Pair Corralation between Okta and Advantage Portfolio

Given the investment horizon of 90 days Okta is expected to generate 3.97 times less return on investment than Advantage Portfolio. In addition to that, Okta is 1.06 times more volatile than Advantage Portfolio Class. It trades about 0.12 of its total potential returns per unit of risk. Advantage Portfolio Class is currently generating about 0.51 per unit of volatility. If you would invest  1,770  in Advantage Portfolio Class on August 28, 2024 and sell it today you would earn a total of  335.00  from holding Advantage Portfolio Class or generate 18.93% return on investment over 90 days.
Time Period3 Months [change]
DirectionMoves Against 
StrengthInsignificant
Accuracy95.45%
ValuesDaily Returns

Okta Inc  vs.  Advantage Portfolio Class

 Performance 
       Timeline  
Okta Inc 

Risk-Adjusted Performance

0 of 100

 
Weak
 
Strong
Very Weak
Over the last 90 days Okta Inc has generated negative risk-adjusted returns adding no value to investors with long positions. Despite unsteady performance in the last few months, the Stock's basic indicators remain somewhat strong which may send shares a bit higher in December 2024. The current disturbance may also be a sign of long term up-swing for the company investors.
Advantage Portfolio Class 

Risk-Adjusted Performance

26 of 100

 
Weak
 
Strong
Strong
Compared to the overall equity markets, risk-adjusted returns on investments in Advantage Portfolio Class are ranked lower than 26 (%) of all funds and portfolios of funds over the last 90 days. In spite of fairly weak basic indicators, Advantage Portfolio showed solid returns over the last few months and may actually be approaching a breakup point.

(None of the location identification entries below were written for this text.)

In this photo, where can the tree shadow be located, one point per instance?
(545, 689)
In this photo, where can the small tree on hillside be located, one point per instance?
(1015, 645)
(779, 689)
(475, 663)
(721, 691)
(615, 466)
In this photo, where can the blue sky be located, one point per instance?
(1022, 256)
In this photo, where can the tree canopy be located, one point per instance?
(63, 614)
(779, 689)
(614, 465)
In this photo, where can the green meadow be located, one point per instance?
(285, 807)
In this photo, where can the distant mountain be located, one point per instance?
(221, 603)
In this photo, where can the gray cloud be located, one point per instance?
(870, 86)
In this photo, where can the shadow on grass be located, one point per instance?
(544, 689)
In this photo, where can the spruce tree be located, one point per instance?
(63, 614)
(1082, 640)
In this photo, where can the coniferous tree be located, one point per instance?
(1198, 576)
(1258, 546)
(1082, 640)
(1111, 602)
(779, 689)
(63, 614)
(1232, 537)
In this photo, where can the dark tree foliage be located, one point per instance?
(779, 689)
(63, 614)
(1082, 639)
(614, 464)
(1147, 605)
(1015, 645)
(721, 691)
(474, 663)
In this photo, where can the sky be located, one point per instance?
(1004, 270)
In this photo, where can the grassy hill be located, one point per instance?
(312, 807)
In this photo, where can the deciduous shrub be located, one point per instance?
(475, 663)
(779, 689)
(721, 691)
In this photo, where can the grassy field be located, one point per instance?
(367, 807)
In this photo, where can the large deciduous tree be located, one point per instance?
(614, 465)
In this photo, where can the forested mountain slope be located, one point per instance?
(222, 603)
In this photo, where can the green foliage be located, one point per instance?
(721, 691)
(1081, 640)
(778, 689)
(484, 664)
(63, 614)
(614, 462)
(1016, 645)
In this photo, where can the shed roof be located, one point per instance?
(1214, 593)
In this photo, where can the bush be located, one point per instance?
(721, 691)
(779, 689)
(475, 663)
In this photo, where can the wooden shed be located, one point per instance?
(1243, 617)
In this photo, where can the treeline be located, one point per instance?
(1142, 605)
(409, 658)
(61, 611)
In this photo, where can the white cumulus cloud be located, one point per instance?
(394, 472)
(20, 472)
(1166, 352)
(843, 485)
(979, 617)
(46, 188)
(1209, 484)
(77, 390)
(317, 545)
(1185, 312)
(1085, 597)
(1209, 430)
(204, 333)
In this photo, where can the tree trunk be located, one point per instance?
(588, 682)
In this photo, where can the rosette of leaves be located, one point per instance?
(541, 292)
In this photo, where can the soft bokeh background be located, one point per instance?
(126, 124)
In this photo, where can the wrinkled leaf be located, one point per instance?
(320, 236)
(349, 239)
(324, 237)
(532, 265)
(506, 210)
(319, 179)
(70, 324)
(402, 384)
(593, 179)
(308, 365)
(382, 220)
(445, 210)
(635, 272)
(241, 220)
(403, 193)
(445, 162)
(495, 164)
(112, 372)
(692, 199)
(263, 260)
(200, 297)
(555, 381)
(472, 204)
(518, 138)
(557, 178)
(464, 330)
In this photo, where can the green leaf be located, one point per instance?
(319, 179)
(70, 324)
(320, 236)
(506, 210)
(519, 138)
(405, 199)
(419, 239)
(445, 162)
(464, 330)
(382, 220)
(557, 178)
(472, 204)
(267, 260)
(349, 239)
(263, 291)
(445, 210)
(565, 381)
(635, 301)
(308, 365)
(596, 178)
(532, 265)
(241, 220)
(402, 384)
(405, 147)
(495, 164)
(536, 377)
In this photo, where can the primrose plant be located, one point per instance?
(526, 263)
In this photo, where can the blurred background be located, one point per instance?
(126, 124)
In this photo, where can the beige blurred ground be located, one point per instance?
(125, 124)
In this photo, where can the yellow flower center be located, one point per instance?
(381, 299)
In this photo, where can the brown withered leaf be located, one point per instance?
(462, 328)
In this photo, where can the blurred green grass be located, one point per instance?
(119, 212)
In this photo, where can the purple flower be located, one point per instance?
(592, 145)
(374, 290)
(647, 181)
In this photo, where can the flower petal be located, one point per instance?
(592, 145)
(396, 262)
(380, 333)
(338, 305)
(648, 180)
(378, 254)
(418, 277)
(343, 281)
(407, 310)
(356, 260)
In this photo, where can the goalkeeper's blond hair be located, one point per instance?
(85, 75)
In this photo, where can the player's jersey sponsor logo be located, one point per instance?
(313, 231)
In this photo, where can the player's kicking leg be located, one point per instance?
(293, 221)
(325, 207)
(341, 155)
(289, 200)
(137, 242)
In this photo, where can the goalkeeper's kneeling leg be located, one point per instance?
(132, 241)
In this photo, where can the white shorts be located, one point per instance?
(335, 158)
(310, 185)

Okta and Advantage Portfolio Volatility Contrast

   Predicted Return Density   
       Returns  

Pair Trading with Okta and Advantage Portfolio

The main advantage of trading using opposite Okta and Advantage Portfolio positions is that it hedges away some unsystematic risk. Because of two separate transactions, even if Okta position performs unexpectedly, Advantage Portfolio can make up some of the losses. Pair trading also minimizes risk from directional movements in the market. For example, if an entire industry or sector drops because of unexpected headlines, the short position in Advantage Portfolio will offset losses from the drop in Advantage Portfolio's long position.
The idea behind Okta Inc and Advantage Portfolio Class pairs trading is to make the combined position market-neutral, meaning the overall market's direction will not affect its win or loss (or potential downside or upside). This can be achieved by designing a pairs trade with two highly correlated stocks or equities that operate in a similar space or sector, making it possible to obtain profits through simple and relatively low-risk investment.
Check out your portfolio center.
Note that this page's information should be used as a complementary analysis to find the right mix of equity instruments to add to your existing portfolios or create a brand new portfolio. You can also try the Portfolio Manager module to state of the art Portfolio Manager to monitor and improve performance of your invested capital.